Today, there’s increasing evidence that we may need to take a similar approach when conserving marine life, but in a more positive sense – seeing it as a universal responsibility that nations must work together to safeguard.

One such piece of evidence came to light today, when a new study revealed that albatrosses, and their close cousins the large petrels, spend 39% of their time in oceans beyond national jurisdiction.
Using tracking data from 5,775 birds across 39 species, researchers found that all species regularly cross into the waters of other countries, meaning that no single nation can adequately ensure their conservation.
Furthermore, all species depended on the high seas: international waters that cover half of the world’s oceans and a third of the earth’s surface.

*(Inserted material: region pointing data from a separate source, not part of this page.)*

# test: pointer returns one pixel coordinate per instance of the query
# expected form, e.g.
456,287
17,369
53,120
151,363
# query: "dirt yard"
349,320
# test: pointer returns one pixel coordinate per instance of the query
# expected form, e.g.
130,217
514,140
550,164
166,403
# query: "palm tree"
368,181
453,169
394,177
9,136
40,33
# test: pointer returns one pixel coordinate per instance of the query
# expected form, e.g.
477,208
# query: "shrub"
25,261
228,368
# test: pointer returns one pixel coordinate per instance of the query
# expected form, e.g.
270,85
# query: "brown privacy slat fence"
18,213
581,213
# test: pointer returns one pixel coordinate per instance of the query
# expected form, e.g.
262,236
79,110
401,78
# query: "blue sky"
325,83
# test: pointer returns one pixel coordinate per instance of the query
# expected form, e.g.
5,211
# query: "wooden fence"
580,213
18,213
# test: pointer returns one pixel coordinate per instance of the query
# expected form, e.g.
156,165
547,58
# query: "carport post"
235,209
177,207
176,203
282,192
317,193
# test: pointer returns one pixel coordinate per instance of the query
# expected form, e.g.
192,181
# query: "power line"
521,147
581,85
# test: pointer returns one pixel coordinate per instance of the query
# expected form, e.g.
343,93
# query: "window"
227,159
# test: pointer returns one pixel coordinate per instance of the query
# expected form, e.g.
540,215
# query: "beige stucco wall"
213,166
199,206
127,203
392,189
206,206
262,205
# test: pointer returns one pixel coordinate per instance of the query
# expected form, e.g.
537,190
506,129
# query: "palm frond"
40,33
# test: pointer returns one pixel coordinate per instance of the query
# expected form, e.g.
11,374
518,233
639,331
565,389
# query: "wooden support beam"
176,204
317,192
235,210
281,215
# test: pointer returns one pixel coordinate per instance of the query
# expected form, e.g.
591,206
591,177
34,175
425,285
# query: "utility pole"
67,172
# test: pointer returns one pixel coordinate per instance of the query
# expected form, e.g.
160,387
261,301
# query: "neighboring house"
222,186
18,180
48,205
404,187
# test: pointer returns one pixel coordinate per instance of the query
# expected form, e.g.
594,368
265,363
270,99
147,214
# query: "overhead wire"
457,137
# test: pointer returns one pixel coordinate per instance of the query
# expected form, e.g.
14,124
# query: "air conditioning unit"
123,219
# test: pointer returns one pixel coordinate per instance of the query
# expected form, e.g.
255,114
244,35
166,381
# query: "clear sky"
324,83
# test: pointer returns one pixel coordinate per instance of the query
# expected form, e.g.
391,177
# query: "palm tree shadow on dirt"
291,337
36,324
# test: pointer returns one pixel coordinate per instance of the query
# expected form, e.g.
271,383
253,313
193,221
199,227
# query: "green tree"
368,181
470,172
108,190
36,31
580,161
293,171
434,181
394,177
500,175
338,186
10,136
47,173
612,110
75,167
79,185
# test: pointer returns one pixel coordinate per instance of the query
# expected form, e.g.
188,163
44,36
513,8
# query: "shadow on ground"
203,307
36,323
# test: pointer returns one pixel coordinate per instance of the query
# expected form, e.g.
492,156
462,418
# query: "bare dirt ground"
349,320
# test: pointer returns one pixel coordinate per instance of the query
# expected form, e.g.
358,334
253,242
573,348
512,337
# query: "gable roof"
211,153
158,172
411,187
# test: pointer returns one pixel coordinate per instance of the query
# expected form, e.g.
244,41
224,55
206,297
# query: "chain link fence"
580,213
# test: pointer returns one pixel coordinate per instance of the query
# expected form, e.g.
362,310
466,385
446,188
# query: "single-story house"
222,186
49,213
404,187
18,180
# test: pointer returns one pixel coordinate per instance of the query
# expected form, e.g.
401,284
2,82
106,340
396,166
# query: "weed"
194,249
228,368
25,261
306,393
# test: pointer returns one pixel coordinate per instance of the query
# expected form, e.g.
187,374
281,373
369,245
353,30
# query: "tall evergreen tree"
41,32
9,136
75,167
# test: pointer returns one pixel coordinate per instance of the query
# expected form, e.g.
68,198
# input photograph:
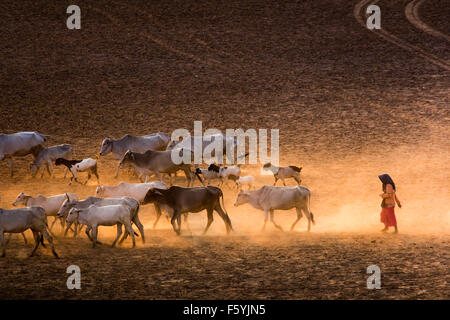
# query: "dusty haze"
349,106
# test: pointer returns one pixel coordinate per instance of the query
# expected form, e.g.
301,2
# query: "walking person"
388,204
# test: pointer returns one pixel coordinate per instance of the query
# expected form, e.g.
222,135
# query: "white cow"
132,190
20,220
51,204
246,181
20,144
208,175
94,216
269,199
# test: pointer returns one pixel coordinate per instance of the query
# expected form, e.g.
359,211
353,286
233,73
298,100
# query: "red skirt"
388,217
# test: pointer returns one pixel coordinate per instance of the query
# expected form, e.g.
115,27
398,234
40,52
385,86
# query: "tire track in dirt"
189,37
412,14
165,45
397,41
185,35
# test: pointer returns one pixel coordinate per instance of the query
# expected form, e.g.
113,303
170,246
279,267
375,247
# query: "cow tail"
227,218
309,208
199,178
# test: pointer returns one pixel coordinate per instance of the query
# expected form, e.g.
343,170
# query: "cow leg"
139,225
158,175
310,217
224,217
117,171
209,212
172,221
130,230
95,172
55,218
62,222
119,233
273,221
266,216
299,215
24,238
89,177
188,175
50,241
158,215
43,171
187,223
47,166
69,224
37,240
2,241
88,232
79,228
94,235
8,239
11,168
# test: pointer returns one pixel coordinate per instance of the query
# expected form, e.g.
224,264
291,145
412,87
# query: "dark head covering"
386,179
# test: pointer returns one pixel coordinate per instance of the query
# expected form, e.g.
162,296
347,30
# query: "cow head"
152,196
73,215
100,191
242,198
21,199
127,157
33,168
106,146
213,167
59,161
66,207
172,145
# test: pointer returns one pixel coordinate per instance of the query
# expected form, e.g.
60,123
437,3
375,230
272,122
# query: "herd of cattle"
120,204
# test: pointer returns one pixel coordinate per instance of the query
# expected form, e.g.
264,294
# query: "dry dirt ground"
349,105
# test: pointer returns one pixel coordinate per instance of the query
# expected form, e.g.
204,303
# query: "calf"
133,204
47,155
133,190
246,180
226,173
284,172
157,162
88,165
20,220
51,204
269,199
95,216
207,175
20,144
178,200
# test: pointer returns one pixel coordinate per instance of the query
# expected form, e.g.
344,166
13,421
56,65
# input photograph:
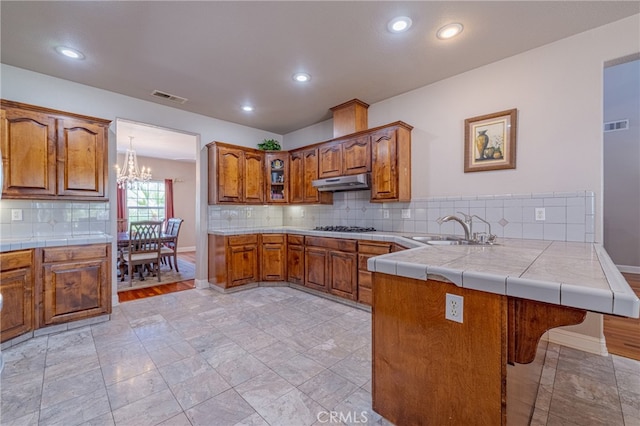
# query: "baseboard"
629,269
578,341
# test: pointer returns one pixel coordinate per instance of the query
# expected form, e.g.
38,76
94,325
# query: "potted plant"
269,145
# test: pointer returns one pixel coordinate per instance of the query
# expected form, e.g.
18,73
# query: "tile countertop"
21,243
580,275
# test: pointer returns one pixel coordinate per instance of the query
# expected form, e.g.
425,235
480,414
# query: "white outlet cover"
454,306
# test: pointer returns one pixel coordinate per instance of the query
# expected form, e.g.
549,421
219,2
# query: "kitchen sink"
435,237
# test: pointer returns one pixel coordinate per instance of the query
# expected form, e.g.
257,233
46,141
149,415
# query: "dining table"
123,242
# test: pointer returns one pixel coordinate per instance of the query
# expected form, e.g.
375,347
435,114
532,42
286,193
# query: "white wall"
558,91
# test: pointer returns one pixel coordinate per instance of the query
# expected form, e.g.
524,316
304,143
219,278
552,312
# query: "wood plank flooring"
140,293
623,334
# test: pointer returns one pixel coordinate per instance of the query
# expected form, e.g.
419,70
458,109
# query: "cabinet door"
230,165
242,266
315,266
253,178
384,174
81,158
310,168
356,157
75,289
343,274
330,160
16,317
28,153
295,264
296,181
273,258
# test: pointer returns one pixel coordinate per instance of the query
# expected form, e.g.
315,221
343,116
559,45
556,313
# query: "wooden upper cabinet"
303,169
391,164
28,153
253,177
236,174
230,171
356,157
81,154
48,153
330,160
296,180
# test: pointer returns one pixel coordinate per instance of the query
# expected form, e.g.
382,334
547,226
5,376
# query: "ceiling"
222,55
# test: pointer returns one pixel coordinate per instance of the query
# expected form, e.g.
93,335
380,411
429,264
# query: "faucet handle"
467,218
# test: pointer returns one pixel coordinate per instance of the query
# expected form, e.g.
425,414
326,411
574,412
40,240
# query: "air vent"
613,126
167,96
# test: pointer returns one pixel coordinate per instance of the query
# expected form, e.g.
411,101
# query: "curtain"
168,199
122,210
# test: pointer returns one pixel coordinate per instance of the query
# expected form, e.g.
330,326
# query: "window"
146,202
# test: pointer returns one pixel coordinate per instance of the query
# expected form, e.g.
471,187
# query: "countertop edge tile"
591,299
541,291
489,283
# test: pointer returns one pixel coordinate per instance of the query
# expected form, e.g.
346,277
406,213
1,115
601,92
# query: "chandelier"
130,176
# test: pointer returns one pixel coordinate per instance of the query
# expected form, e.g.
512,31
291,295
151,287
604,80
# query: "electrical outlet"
454,307
16,214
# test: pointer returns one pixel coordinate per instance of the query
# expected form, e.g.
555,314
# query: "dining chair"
170,241
144,248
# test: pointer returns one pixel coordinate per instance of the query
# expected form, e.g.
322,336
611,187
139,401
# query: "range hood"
343,183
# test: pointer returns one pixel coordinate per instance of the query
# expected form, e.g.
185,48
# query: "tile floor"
265,356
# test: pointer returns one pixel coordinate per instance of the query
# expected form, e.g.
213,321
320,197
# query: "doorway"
621,191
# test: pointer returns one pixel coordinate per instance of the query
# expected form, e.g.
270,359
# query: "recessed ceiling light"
69,52
399,24
301,77
449,31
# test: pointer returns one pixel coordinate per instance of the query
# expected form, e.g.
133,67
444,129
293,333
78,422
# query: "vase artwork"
482,140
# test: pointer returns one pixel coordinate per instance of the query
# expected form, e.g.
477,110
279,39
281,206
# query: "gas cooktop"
344,229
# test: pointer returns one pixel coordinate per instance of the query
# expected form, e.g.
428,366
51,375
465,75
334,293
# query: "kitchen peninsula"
430,370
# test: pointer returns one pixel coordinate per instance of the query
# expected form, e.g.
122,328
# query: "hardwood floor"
140,293
623,334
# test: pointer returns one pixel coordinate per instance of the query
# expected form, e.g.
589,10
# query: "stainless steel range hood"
343,183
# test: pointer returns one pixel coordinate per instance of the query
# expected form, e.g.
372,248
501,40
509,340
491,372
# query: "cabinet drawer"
272,238
332,243
238,240
15,259
63,254
295,239
372,247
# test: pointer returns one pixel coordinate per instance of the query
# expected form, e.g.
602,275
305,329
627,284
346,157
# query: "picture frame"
490,141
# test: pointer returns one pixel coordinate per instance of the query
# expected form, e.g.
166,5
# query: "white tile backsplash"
570,216
53,218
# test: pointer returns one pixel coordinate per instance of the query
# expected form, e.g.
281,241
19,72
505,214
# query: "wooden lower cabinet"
295,259
242,260
331,266
273,257
16,286
366,250
76,283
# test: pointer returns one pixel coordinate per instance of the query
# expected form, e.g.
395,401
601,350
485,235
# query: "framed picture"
490,141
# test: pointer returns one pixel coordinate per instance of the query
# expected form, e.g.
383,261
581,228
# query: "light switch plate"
16,214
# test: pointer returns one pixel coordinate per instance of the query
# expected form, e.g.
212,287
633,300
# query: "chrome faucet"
466,223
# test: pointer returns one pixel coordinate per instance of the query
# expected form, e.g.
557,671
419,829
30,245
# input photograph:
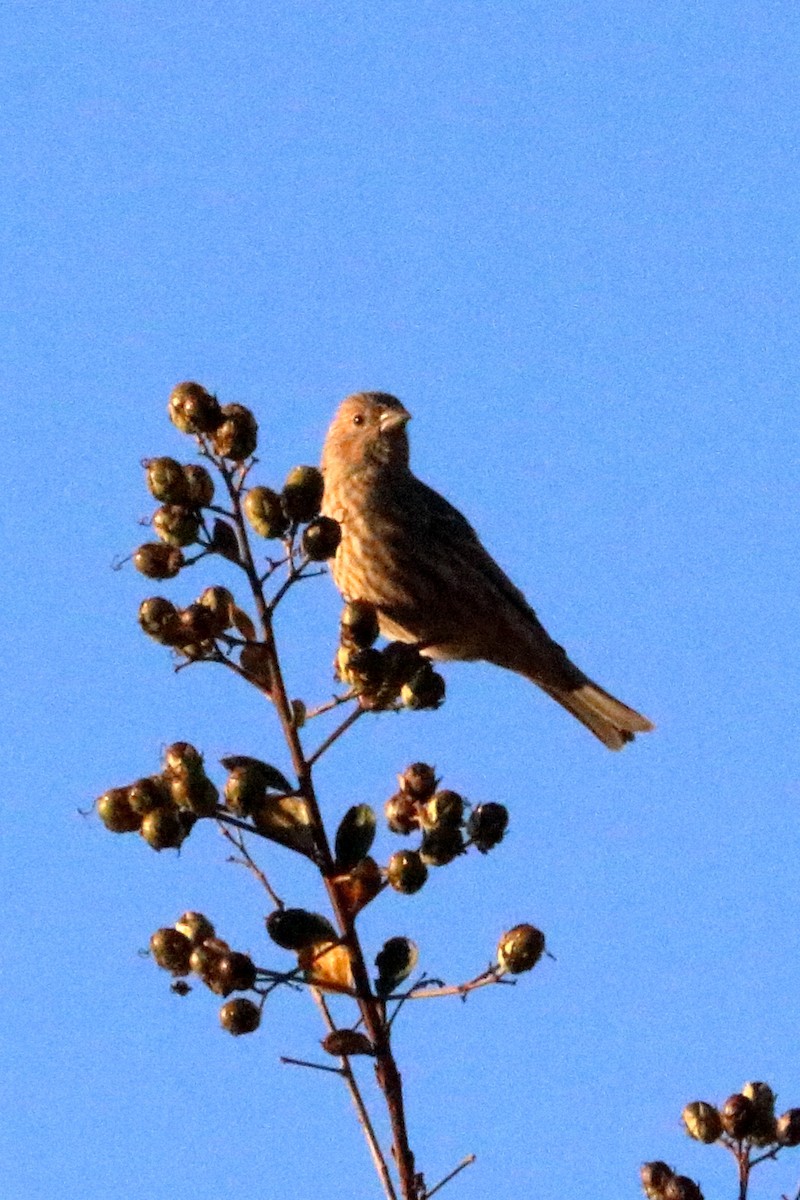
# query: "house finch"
409,552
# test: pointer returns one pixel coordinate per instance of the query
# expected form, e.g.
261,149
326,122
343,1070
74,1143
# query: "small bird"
410,553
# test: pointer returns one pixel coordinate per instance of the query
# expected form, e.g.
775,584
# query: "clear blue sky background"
566,235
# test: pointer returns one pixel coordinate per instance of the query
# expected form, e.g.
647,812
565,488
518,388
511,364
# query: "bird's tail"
608,718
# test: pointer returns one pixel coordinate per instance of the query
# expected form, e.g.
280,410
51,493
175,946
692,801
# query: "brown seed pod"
157,561
193,409
405,871
302,493
320,539
114,810
236,436
521,948
240,1015
172,951
702,1121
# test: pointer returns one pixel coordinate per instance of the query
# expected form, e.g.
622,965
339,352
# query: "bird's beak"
394,419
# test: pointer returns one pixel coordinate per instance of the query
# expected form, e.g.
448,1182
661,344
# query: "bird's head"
368,429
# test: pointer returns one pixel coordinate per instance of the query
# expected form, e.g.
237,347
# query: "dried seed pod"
354,837
114,810
232,972
655,1177
680,1187
166,480
157,561
702,1121
405,871
487,826
441,845
426,690
221,603
176,525
419,781
236,436
787,1128
264,511
193,409
199,485
160,619
402,814
445,809
320,539
240,1015
359,624
763,1132
738,1116
149,793
296,928
172,951
196,927
346,1043
163,829
302,493
521,948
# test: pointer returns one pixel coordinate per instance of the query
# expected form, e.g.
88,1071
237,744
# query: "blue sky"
566,235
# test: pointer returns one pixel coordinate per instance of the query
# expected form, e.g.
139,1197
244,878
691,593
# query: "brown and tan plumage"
417,559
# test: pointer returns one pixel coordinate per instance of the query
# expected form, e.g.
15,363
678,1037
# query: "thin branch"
378,1159
462,1165
336,735
250,863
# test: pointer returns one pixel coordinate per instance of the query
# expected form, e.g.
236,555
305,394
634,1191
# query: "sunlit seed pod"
521,948
240,1015
405,871
787,1128
235,972
114,810
198,623
680,1187
160,619
196,793
221,603
264,513
244,791
172,951
426,690
302,493
419,781
254,661
236,436
402,814
359,624
149,793
763,1097
196,927
166,480
441,845
402,663
296,928
738,1116
181,759
193,409
176,525
702,1121
487,825
443,809
163,829
655,1177
199,485
157,561
320,539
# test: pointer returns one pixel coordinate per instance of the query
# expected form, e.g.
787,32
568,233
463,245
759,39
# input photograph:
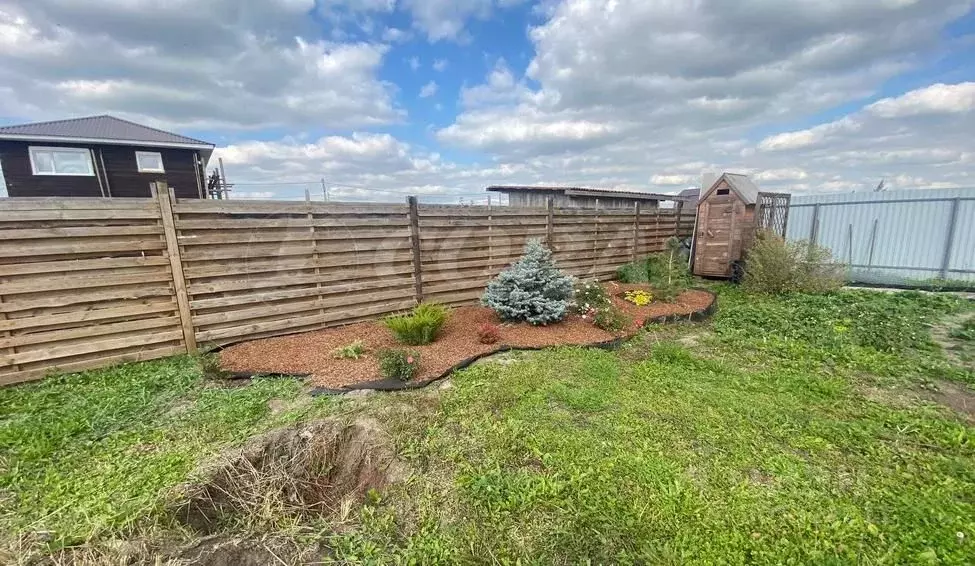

This is particularly worrying because albatrosses and large petrels are among the world’s most-threatened animals, with over half of the species at risk of extinction.
At sea they face numerous dangers including injury and mortality from fishing gear, pollution and loss of their natural prey due to overfishing and climate change.

According to co-author Maria Dias, from BirdLife International: “Negative interactions with fisheries are particularly serious in international waters because there is less monitoring of industry practices and compliance with regulations. Also, beyond fish there is currently no global legal framework for addressing the conservation of biodiversity in the high seas.”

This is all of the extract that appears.